TABLE-US-00001 TABLE 1 Slide preparation Slide number Solution Rinse batch 1 187 Saline A 2 187 Water B 3 Genteal ® Saline A 4 Genteal ® Water B 5 Soothe ® Saline A 6 Soothe ® Water B 7 186 Saline A 8 186 Water B 9 Systane ® Saline A 10 Systane ® Saline B 11 Refresh Liquigel ® Saline A 12 Refresh Liquigel ® Saline B 13 Refresh Endura ® Saline A 14 Refresh Endura ® Saline B 15 185 Saline A 16 185 Saline B E 185, 186, 187 Saline C F 187, 185 Saline C
 Assessments of adhesion of the test article to the mucin coated slide: Observations of test slides under naked eye viewing conditions, and recorded by photograph, show several things:
 1) The cationic "LyoCells" of the instant invention (slide #16) show strong binding of the dyed particles, rivaled only by the "Refresh®" product among the test articles;
 2) Mucin adhesion of cationic Lyocells (185 and 186, slides #16 and 8) showed clear superiority compared with the other lipid-based dry eye products (Endura and Soothe, slides #14 and 6). As the lipid layer of the tears is thought to confer resistance to tear evaporation, it can be inferred that mucin binding should enhance clinical efficacy in a lipid based product.
 3) The particles have substantially remained concentrated at the site where they were applied, demonstrating not only strong adhesion but also rapid kinetics of binding.

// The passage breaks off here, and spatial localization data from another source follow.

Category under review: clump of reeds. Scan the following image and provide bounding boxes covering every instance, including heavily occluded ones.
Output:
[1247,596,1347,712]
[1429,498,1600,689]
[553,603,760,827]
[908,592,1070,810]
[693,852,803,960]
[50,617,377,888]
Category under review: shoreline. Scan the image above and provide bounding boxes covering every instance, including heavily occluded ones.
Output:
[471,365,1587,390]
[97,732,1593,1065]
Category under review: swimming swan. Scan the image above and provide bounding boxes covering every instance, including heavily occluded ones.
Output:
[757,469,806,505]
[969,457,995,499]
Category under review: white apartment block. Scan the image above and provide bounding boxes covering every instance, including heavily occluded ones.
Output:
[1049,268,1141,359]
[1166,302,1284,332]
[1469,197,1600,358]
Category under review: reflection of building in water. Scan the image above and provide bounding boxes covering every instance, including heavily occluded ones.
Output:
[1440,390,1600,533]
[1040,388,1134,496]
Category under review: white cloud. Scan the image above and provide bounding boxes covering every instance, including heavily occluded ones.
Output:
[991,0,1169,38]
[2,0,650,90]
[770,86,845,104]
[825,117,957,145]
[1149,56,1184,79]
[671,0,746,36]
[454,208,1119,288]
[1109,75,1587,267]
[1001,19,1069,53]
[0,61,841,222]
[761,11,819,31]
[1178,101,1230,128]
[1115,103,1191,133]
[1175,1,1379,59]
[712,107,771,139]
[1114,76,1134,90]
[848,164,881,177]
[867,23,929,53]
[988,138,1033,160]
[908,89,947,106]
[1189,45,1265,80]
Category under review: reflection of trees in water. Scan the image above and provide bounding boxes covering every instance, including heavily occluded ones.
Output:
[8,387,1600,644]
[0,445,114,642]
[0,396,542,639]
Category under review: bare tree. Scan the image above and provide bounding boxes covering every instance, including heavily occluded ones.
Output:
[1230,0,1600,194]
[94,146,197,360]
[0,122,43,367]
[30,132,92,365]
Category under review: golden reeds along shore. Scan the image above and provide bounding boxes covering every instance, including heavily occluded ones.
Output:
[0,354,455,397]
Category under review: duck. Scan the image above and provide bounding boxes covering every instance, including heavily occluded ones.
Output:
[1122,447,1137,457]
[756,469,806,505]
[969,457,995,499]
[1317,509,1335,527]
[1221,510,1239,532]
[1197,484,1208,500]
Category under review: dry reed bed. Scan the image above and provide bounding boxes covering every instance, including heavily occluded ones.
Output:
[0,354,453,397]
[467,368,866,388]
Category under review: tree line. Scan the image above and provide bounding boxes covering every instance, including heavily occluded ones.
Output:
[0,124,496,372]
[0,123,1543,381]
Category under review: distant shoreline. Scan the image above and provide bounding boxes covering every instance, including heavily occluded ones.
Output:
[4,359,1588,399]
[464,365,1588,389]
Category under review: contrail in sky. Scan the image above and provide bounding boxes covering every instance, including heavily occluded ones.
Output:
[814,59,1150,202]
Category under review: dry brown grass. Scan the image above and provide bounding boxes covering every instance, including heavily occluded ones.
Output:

 The concentrated spot areas on slide #16 were even more strongly and uniformly colored before a portion of the lower spot was stripped away during the wash; this material is more prone to stripping away than would otherwise be the case due simply to the greater thickness of the spot (in turn due to the rapid binding), which was dramatically seen in fluorescence microscopy, and in DIC mode.

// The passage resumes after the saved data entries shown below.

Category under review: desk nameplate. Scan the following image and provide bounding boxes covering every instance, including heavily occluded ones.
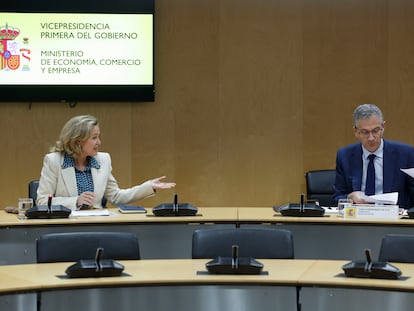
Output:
[344,204,399,220]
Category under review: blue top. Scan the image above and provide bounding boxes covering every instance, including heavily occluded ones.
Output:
[62,153,101,195]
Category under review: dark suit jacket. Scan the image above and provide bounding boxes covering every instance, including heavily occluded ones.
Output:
[333,139,414,208]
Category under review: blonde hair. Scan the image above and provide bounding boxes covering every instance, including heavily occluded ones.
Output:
[51,115,98,158]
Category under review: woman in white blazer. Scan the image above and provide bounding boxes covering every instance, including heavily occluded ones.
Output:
[36,115,175,210]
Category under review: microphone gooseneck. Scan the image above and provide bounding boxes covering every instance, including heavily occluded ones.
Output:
[231,245,239,269]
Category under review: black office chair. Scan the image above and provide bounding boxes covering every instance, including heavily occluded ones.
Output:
[28,180,39,206]
[192,227,294,259]
[378,234,414,263]
[305,169,336,207]
[29,180,107,208]
[36,232,141,263]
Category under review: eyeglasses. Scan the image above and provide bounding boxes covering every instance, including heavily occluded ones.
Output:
[355,127,384,138]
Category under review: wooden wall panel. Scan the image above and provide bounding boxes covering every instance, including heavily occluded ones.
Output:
[2,0,414,209]
[387,1,414,144]
[302,0,388,171]
[216,0,303,205]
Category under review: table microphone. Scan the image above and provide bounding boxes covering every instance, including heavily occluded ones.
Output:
[364,248,373,272]
[173,193,178,212]
[47,195,53,214]
[95,247,104,272]
[232,245,239,269]
[300,193,305,213]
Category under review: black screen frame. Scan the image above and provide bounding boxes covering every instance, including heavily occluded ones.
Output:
[0,0,155,102]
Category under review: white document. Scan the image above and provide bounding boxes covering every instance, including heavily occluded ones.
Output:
[360,192,398,205]
[71,209,114,217]
[401,168,414,178]
[322,206,339,213]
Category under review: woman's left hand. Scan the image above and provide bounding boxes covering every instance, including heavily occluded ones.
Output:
[151,176,176,189]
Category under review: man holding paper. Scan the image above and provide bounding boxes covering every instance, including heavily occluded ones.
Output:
[333,104,414,209]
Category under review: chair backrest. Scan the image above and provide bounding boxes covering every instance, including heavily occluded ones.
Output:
[192,227,294,259]
[28,180,39,206]
[378,234,414,263]
[36,231,140,263]
[305,169,336,207]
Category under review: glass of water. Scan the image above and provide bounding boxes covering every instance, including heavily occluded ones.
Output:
[18,198,33,220]
[338,198,353,217]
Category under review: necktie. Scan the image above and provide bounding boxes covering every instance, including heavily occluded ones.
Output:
[365,154,376,196]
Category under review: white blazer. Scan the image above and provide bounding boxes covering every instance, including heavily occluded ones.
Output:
[37,152,155,210]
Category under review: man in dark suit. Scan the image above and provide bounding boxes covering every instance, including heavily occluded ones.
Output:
[333,104,414,209]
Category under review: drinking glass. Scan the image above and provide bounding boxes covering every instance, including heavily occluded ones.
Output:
[18,198,33,220]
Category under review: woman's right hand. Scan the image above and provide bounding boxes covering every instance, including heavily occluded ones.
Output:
[347,191,368,204]
[77,191,96,208]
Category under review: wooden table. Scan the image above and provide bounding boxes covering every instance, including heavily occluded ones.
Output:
[0,207,238,264]
[237,207,414,260]
[298,260,414,311]
[3,206,414,265]
[0,259,310,311]
[1,259,414,311]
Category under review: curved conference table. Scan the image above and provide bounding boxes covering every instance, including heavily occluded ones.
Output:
[2,206,414,264]
[1,259,414,311]
[0,207,237,264]
[237,207,414,261]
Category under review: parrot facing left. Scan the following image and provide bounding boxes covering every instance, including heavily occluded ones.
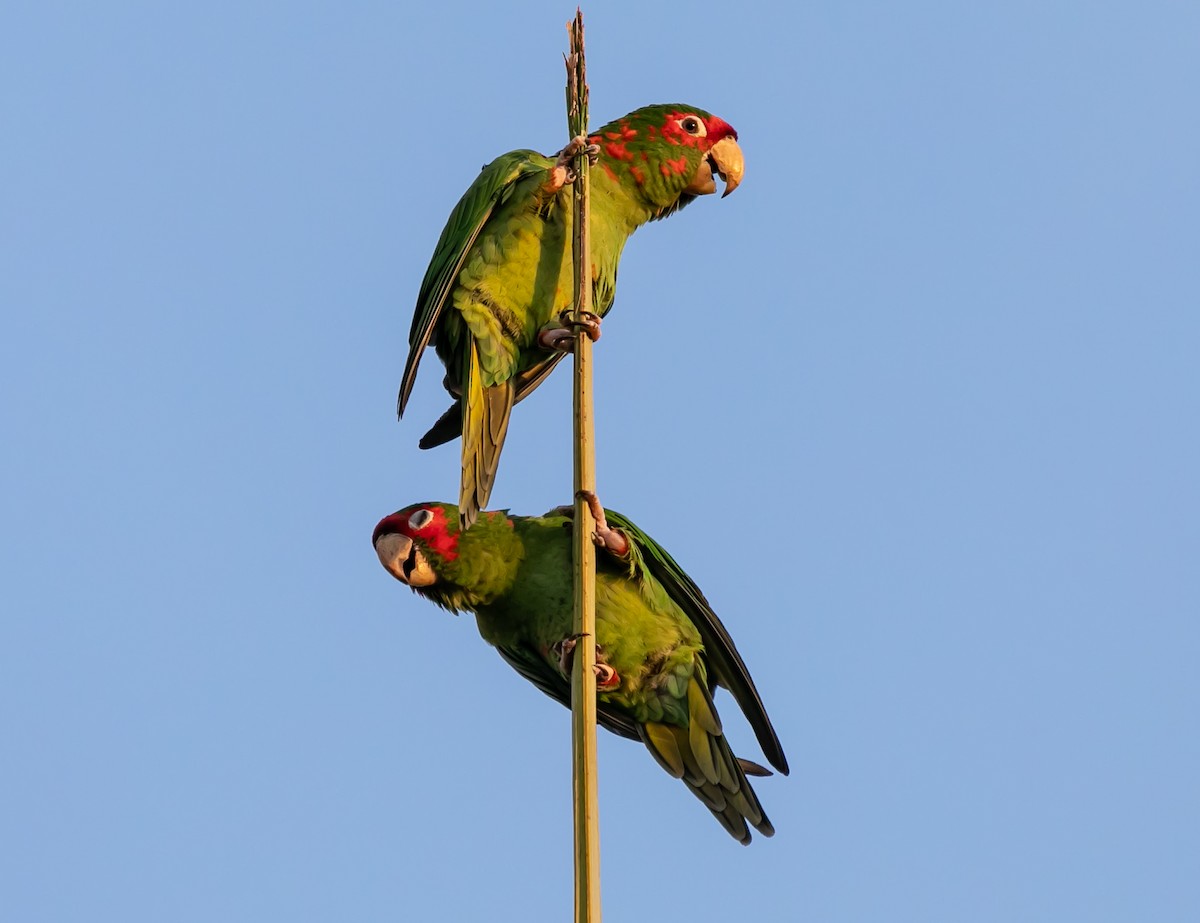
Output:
[398,104,745,529]
[372,493,787,844]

 Optical micrographs of selected slides were then performed as follows. Using low magnification (10× objective) in Differential Interference Contrast mode, photomicrographs were taken through a side port in a Reichert-Jung Polyvar microscope. All samples were photographed with the same microscope and camera conditions. These were imported into the image processing program PhotoImpact 7. The "Hue and Saturation" menu was invoked, and the Range of colors selected to cover the red and orange regions of the color spectrum, and the filter applied to each image; this was done to capture the dye over any other features in the micrographs, and to aid in converting to a grayscale image suitable for a patent disclosure. In this way, regions high in dye concentration appear strongly black, against a predominantly white or light-gray background. The photomicrographs so prepared included:
 a photomicrograph of Slide #2, anionic LyoCell dispersion, in DIC mode. Dark areas are regions of high dye concentration.
 a photomicrograph of Slide #6, Soothe, in DIC mode. Dark areas are regions of high dye concentration.

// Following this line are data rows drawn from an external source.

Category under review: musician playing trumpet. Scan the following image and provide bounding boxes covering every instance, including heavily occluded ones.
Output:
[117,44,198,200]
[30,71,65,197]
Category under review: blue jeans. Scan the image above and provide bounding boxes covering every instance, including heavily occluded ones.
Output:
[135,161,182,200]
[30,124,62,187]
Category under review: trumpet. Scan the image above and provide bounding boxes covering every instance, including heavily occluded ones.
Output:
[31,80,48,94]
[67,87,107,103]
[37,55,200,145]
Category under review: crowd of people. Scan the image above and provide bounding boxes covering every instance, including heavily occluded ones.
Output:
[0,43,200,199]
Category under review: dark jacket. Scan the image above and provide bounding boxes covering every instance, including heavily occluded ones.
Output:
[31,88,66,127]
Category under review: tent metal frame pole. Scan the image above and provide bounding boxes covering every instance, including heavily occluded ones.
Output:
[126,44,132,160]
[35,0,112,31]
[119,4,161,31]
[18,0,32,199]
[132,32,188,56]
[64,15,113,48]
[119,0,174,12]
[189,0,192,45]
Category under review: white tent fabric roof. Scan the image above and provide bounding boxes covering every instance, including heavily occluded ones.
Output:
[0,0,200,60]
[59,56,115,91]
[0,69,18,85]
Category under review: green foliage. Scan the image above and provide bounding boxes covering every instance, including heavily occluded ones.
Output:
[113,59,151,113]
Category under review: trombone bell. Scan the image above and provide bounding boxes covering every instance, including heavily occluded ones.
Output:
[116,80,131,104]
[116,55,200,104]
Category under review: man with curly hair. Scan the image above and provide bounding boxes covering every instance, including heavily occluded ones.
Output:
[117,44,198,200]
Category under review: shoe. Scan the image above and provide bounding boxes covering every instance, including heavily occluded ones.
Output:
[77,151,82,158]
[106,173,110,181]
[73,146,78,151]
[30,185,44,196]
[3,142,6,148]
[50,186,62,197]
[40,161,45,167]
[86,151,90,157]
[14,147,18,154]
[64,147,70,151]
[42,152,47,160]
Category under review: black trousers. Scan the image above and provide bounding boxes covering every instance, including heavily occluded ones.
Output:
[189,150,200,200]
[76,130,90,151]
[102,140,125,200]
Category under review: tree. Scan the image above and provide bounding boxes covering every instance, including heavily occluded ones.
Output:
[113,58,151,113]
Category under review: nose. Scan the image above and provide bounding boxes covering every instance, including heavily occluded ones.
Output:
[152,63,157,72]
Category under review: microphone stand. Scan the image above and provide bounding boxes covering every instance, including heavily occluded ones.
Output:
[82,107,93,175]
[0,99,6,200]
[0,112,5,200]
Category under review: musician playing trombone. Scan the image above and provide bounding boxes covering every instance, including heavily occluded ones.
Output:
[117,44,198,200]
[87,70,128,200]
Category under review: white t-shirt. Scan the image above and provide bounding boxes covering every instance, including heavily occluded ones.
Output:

 a photomicrograph of Slide #8, cationic LyoCell dispersion with 0.5% oleylamine, in DIC mode. Dark areas are regions of high dye concentration.
 a photomicrograph of Slide #14, Endura, in DIC mode. Dark areas are regions of high dye concentration; and,
 a photomicrograph of Slide #16, cationic LyoCell dispersion with 0.1% oleylamine, in DIC mode. Dark areas are regions of high dye concentration.
 These micrographs clearly showed the strong binding of the cationic dispersion at 0.1% oleylamine. Indeed, careful inspection of the photos showed the deep thickness of the microparticle film, and this was dramatically evident in both DIC and fluorescence mode.
 Didodecyldimethylammonium bromide (DDAB), a cationic double-chained surfactant, in the amount 0.143 gm, was admixed with 6.140 gm of oleylamine, 1.896 gm of Phospholipid 90G (Phospholipid GmbH), 0.778 gm of alpha-tocopherol (ADM), and 1.694 gm of water to make a reversed cubic phase. From this 2.999 gm were dispersed in 26.982 gm of water by first homogenizing for 15 minutes (Polytron 3000, speed 5), then microfluidizing for 3 cycles of 1.5 minutes each. The zeta potential measured (Beckman-Coulter DELSA instrument) was centered around +106 mV, at a pH of 7.16.
 An amount 0.211 gm of oleylamine, 2.045 gm of Phospholipid 90G (Phospholipid GmbH), 0.768 gm of alpha-tocopherol (ADM), and 2.112 gm of water to make a reversed cubic phase, which was checked to be essentially free of birefringence in polarizing microscopy. From this 3.005 gm were dispersed in 27.003 gm of water by first homogenizing for 15 minutes (Polytron 3000, speed 6), then microfluidizing for 3 cycles of 1.5 minutes each. Eight mL was then filtered through a 0.45 micron poresize Millipore filter. The zeta potential measured (Beckman-Coulter DELSA instrument) was centered around +94 mV, at a pH of 7.47. Particle size (Beckman-Coulter N4) was unimodal, distributed nearly uniformly over a range of about 150 to 350 nm. Samples of this dispersion were made isotonic with glycerol, and with glycine, and found to be stable. It was also found that hydroxypropylcellulose (0.32%) and polyvinylpyrrolidone (PVP, 10,000 MW, 1.0%) could be added to the dispersion without causing flocculation.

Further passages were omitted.